En Allemagne, la prime à la casse s’appelle « Umweltprämie », ce qui signifie littéralement « prime à l’environnement ». Charmante façon de surfer sur le vert. Un communiqué de presse d’IG-Metall justifie la mesure par le calcul suivant : une voiture de plus de 10 ans émet en moyenne 182 g de CO2 par kilomètre, un nouveau modèle de 2009 en émet 155 g. Cette différence de 17 g s’avère essentielle si on estime que : 1,3 millions de voitures roulent 13 000 km par an, l’impact en émission est réduit de 465 000 Tonnes.
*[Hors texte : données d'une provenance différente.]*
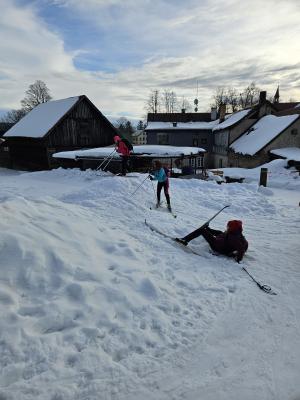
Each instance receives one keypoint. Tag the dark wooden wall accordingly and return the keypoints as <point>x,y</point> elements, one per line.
<point>82,127</point>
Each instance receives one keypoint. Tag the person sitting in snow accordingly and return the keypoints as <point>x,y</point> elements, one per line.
<point>161,175</point>
<point>231,243</point>
<point>124,151</point>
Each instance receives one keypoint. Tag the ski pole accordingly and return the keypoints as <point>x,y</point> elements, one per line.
<point>108,162</point>
<point>139,186</point>
<point>153,190</point>
<point>265,288</point>
<point>105,159</point>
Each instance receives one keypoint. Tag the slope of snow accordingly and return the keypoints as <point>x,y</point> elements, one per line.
<point>290,153</point>
<point>38,121</point>
<point>94,305</point>
<point>261,133</point>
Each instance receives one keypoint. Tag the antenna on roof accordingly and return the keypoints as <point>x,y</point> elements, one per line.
<point>196,100</point>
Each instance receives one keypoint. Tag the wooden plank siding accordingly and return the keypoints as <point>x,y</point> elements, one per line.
<point>83,126</point>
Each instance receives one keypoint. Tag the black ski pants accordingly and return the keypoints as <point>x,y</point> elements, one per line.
<point>208,233</point>
<point>164,185</point>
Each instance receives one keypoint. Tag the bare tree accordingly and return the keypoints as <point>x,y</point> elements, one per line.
<point>220,97</point>
<point>36,94</point>
<point>186,105</point>
<point>169,99</point>
<point>13,116</point>
<point>232,97</point>
<point>153,103</point>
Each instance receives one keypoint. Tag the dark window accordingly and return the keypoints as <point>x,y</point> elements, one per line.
<point>84,132</point>
<point>162,138</point>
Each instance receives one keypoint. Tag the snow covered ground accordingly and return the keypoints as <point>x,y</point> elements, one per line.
<point>94,305</point>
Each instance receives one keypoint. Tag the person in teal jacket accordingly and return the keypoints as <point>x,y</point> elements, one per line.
<point>161,175</point>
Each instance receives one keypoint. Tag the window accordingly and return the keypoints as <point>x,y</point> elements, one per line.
<point>85,140</point>
<point>162,138</point>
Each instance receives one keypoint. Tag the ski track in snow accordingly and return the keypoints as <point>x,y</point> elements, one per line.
<point>96,305</point>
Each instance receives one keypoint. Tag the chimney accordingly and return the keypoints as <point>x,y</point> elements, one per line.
<point>262,97</point>
<point>222,112</point>
<point>213,114</point>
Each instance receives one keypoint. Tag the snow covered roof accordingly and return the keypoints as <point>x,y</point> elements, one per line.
<point>232,119</point>
<point>261,133</point>
<point>181,125</point>
<point>290,153</point>
<point>144,150</point>
<point>38,122</point>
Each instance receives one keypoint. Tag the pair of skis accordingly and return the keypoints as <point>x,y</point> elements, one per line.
<point>170,211</point>
<point>264,288</point>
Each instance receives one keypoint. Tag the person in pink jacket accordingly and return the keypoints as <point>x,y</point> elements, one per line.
<point>123,150</point>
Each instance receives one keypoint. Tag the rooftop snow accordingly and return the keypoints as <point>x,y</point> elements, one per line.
<point>261,133</point>
<point>145,150</point>
<point>181,125</point>
<point>41,119</point>
<point>232,119</point>
<point>290,153</point>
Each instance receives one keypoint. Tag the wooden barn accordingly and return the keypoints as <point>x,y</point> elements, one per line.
<point>61,125</point>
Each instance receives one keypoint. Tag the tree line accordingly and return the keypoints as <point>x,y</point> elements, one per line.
<point>158,101</point>
<point>167,101</point>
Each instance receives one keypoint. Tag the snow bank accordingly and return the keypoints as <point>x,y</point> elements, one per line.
<point>38,121</point>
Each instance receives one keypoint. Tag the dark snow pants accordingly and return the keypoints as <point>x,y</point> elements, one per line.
<point>124,164</point>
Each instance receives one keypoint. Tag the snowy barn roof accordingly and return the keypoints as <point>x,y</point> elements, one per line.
<point>144,151</point>
<point>41,119</point>
<point>290,153</point>
<point>261,133</point>
<point>232,119</point>
<point>180,125</point>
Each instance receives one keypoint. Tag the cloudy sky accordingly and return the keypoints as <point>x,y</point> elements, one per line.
<point>117,51</point>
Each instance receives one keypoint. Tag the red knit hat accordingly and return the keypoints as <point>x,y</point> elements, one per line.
<point>235,225</point>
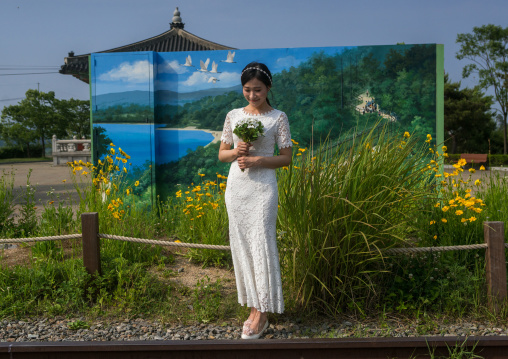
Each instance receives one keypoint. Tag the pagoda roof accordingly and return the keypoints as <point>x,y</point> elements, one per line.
<point>176,39</point>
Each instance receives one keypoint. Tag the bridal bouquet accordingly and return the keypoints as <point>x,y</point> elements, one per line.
<point>249,130</point>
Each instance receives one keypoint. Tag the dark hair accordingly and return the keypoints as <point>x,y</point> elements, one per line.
<point>259,71</point>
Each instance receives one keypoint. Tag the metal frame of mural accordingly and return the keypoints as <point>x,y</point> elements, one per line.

Protectionniste affirmait certains. Favorable aux marques étrangères critiquaient d’autres. Cette prime à la casse était une mesure d’urgence, avant la mise en place d’une stratégie globale.
40 milliards
L’appel de Francfort de mars 2009 n’a pas eu beaucoup d’écho en France. Il était pourtant rédigé dans des termes tout à fait nouveaux : « IG Metall s’engage en faveur d’une politique de croissance écologique et sociale durable. Pour ce faire nous avons besoin d’une politique industrielle et structurelle active et coordonnée qui relève le double défi de protéger la production industrielle et l’emploi dans les régions développées et en même temps soutienne le processus de rattrapage industriel dans les nouveaux pays de l’Union européenne et dans les régions défavorisées ».
L’industrie automobile européenne est en effet redevable à la Commission d’une ligne de crédit importante ouverte en novembre dernier. La Banque européenne d’investissement (BEI) accorde un crédit de 40 milliards à faible taux d’intérêt pour des investissements technologiques porteurs anti-pollution. En Allemagne, IG-Metall aurait souhaité contrôler les conditions d’attribution de ces crédits aux constructeurs (Opel, Ford, Porsche, Audi, BMW, Volkswagen, Daimler) et leur application aux investissements R&D et à la formation et la qualification des salariés. « Les syndicats allemands avaient leur mot à dire, regrette Christian Brunkhorst, responsable du secteur automobile pour IG-Metall. Nous aurions souhaité au moins définir les critères d’attribution, mais tout s’est décidé au niveau politique ».
Le cas Opel
« Nous devons rendre l’industrie plus écologique, déclare Hans Jürgen Urban dans le Tageszeitung. Le primat des actionnaires a longtemps poussé les firmes à chercher le profit le plus efficace. Chez Opel comme chez les autres, il faut revoir la palette des produits et la rendre plus verte. Si on suit une stratégie écologique, il faut choisir de mettre sur le marché des produits qui ne sont pas rentables immédiatement. »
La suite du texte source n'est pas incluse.